Why enterprise AI grows from the grassroots when trust and agency are built in
In this Data & AI Edge session, Danny Liu, Professor in Educational Technologies at the University of Sydney, explains how AI adoption scales when people are given the trust, control, and safe conditions to experiment for themselves.AI adoption often breaks down before the technology does.
Fear of replacement, weak trust, and rigid rollout models push people into avoidance, quiet resistance, or shadow use.
At the 5th Data & AI Edge, Danny Liu used the University of Sydney’s experience to show how AI spreads further when people feel safe enough to explore it, control how it behaves, and use it to solve local problems that matter in their own work.
Key takeaways:
- AI adoption succeeds when trust, psychological safety, and agency are treated as core design conditions, not soft change management issues.
- People move beyond substitution and start creating new value when they can control what AI does, how it behaves, and where it is deployed.
- Mandates suppress experimentation. Low friction tools, risk tolerant governance, and shared examples spread AI further across the organisation.
Trust and psychological safety shape adoption before productivity does
AI enters organisations as a perceived threat long before it becomes a useful tool.
People worry about hallucinations, compliance, reputation, and whether using AI will make their own role less secure.
Those concerns do not disappear because a new platform is launched. They shape whether people engage at all.
Danny’s account of the University of Sydney makes that clear.
In a university environment, formal rules alone were never going to drive adoption.
Staff were already wary of how AI might affect teaching, student outcomes, and their own role.

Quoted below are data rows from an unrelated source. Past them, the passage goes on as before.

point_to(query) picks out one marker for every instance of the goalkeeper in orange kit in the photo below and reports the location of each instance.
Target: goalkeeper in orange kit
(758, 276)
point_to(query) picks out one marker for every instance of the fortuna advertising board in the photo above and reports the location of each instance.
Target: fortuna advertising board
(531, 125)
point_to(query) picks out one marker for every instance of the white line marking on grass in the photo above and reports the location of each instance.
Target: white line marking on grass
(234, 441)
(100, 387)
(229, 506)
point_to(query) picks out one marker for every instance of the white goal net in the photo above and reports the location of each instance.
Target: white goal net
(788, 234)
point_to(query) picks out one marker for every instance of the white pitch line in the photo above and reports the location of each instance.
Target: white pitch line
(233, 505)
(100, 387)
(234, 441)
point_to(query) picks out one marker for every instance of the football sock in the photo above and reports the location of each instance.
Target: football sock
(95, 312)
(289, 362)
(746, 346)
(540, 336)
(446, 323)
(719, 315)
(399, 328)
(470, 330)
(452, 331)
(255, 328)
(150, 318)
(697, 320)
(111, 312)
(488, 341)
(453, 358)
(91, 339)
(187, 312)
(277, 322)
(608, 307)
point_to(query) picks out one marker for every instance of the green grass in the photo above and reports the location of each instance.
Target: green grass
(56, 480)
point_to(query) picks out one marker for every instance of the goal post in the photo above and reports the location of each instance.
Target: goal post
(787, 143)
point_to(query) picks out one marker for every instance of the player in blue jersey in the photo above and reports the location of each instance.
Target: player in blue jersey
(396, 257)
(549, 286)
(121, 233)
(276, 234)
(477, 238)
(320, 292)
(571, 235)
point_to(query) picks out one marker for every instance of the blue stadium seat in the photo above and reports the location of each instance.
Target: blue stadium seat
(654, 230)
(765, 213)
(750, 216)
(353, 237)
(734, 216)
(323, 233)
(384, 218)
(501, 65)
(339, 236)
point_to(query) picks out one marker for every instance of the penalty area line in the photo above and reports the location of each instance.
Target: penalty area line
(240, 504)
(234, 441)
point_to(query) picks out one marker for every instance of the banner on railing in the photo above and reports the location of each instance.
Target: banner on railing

The breakthrough came when the conversation shifted from AI happening to them towards AI becoming something they could shape and use with confidence.
That made trust and psychological safety an adoption issue before it became a tooling issue.
Control turns AI from a threat into a creative tool
People engage more seriously with AI when they can decide what it can access, what it should do, and how it should behave in their own context.
That control changes AI from a black box into something people can test, refine, and trust.
Danny describes that shift through the University of Sydney’s internal platform, where educators could build their own agents and mini apps, provide course resources, see how students were using them, and adjust the tools over time.
That made the technology visible and manageable. It also broadened what people built.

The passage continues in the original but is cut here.